The Keller Ferry will undergo permanent repairs this weekend to a hairline crack in the hull below the water line.
The work will put the ferry out of service starting at 7 p.m. Friday until Monday morning if the repairs go as expected.
Air bags will be used to raise the end of the hull where the crack is located. At the same time, a dump truck filled with sand will be used to lower the other end of the ferry.
Workers will fix the problem by cutting away a small section of the hull around the crack and replacing it with a new piece of aluminum plate welded into in place, said Al Gilson, spokesman for the state Department of Transportation.
The MV Sanpoil, named after the indigenous people of the Keller area and Sanpoil River valley, was christened a year ago and is under warranty from its builder, Foss Maritime.

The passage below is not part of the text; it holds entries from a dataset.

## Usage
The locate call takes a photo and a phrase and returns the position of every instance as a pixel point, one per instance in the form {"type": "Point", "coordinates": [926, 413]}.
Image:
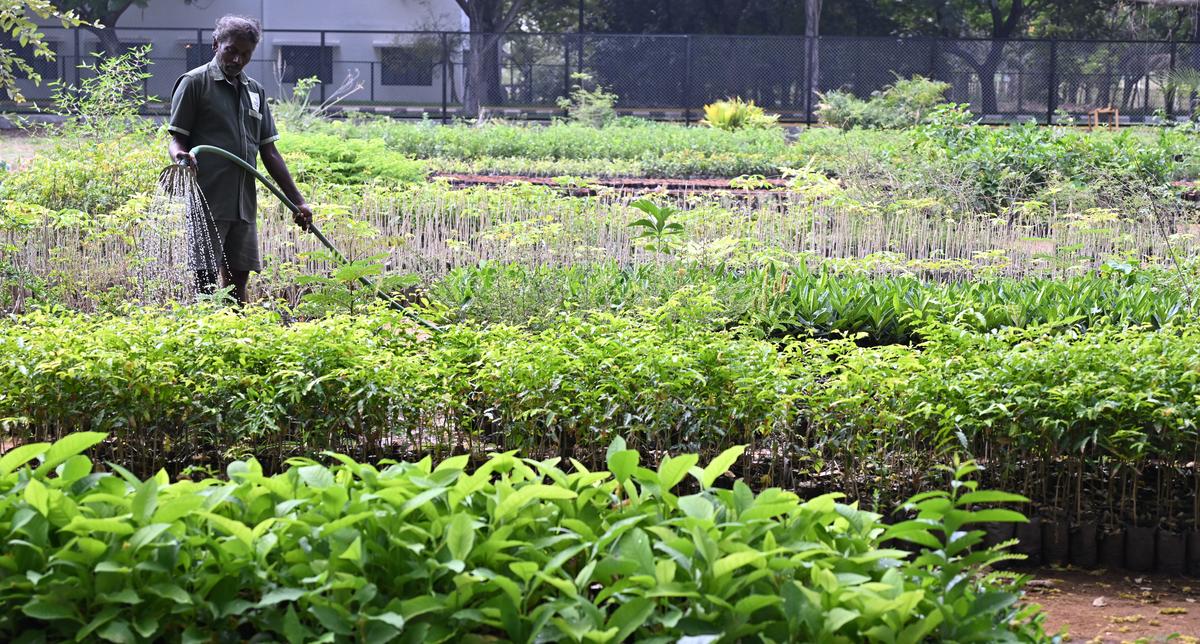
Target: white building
{"type": "Point", "coordinates": [364, 37]}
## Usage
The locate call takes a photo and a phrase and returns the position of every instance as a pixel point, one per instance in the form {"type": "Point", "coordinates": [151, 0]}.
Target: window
{"type": "Point", "coordinates": [407, 66]}
{"type": "Point", "coordinates": [198, 55]}
{"type": "Point", "coordinates": [47, 68]}
{"type": "Point", "coordinates": [300, 61]}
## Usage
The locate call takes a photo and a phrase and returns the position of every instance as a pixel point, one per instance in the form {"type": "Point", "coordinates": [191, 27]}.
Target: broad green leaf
{"type": "Point", "coordinates": [460, 535]}
{"type": "Point", "coordinates": [19, 456]}
{"type": "Point", "coordinates": [696, 506]}
{"type": "Point", "coordinates": [731, 563]}
{"type": "Point", "coordinates": [147, 534]}
{"type": "Point", "coordinates": [990, 497]}
{"type": "Point", "coordinates": [997, 516]}
{"type": "Point", "coordinates": [37, 495]}
{"type": "Point", "coordinates": [720, 465]}
{"type": "Point", "coordinates": [82, 525]}
{"type": "Point", "coordinates": [630, 617]}
{"type": "Point", "coordinates": [42, 609]}
{"type": "Point", "coordinates": [67, 446]}
{"type": "Point", "coordinates": [525, 494]}
{"type": "Point", "coordinates": [281, 595]}
{"type": "Point", "coordinates": [231, 527]}
{"type": "Point", "coordinates": [354, 551]}
{"type": "Point", "coordinates": [177, 507]}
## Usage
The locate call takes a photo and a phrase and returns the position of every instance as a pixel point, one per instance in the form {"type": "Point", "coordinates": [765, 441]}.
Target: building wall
{"type": "Point", "coordinates": [175, 28]}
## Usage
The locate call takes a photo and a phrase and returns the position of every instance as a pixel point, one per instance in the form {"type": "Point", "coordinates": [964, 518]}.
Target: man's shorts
{"type": "Point", "coordinates": [228, 244]}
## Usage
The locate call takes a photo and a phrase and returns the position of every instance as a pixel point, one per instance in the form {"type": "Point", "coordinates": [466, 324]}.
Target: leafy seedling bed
{"type": "Point", "coordinates": [589, 187]}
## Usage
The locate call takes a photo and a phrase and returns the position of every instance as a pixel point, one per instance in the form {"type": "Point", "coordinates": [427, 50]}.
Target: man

Less than 2 inches long, the crack was discovered last month after the vessel developed leakage. The ferry was taken out of service at the time, but the boat builder was unable to lift the problem spot out of the water because an air bag failed in that initial repair effort, Gilson said.
A temporary patch was placed on the interior of the hull to stop seepage, he said.
This time, the Foss repair team is bringing additional airbags to the job and preparing a retaining bracket to hold the air bags in place along the hull.
“It’s apparently not an unusual procedure,” Gilson said.
The state ferry system will have a team on site to monitor the work. The U.S. Coast Guard will have to approve the repairs before the Sanpoil is put back in service.
The crack is located 14 feet back from the propeller of the vessel. It is near the point where the hull meets the keel.
The free ferry serves state Highway 21 across Lake Roosevelt on the Columbia River.
Some students in the Keller area on the north side of the Columbia River attend school in Wilbur to the south, using the ferry to get to classes. The weekend was chosen for the repair work to accommodate school schedules.
The $9.5 million Sanpoil last year replaced the smaller Martha S., which served the route starting in 1948 but had repeated breakdowns and a rusting hull. The route carries 60,000 vehicles a year on 30 to 35 crossings a day from 6 a.m. to midnight seven days a week. The vessel runs at 12.5 knots, making the crossing in about 15 minutes.
Highway 21 is an important north-south link between Republic and the upper Columbia Basin. It serves a portion of the sprawling Colville Indian Reservation along the scenic Sanpoil River.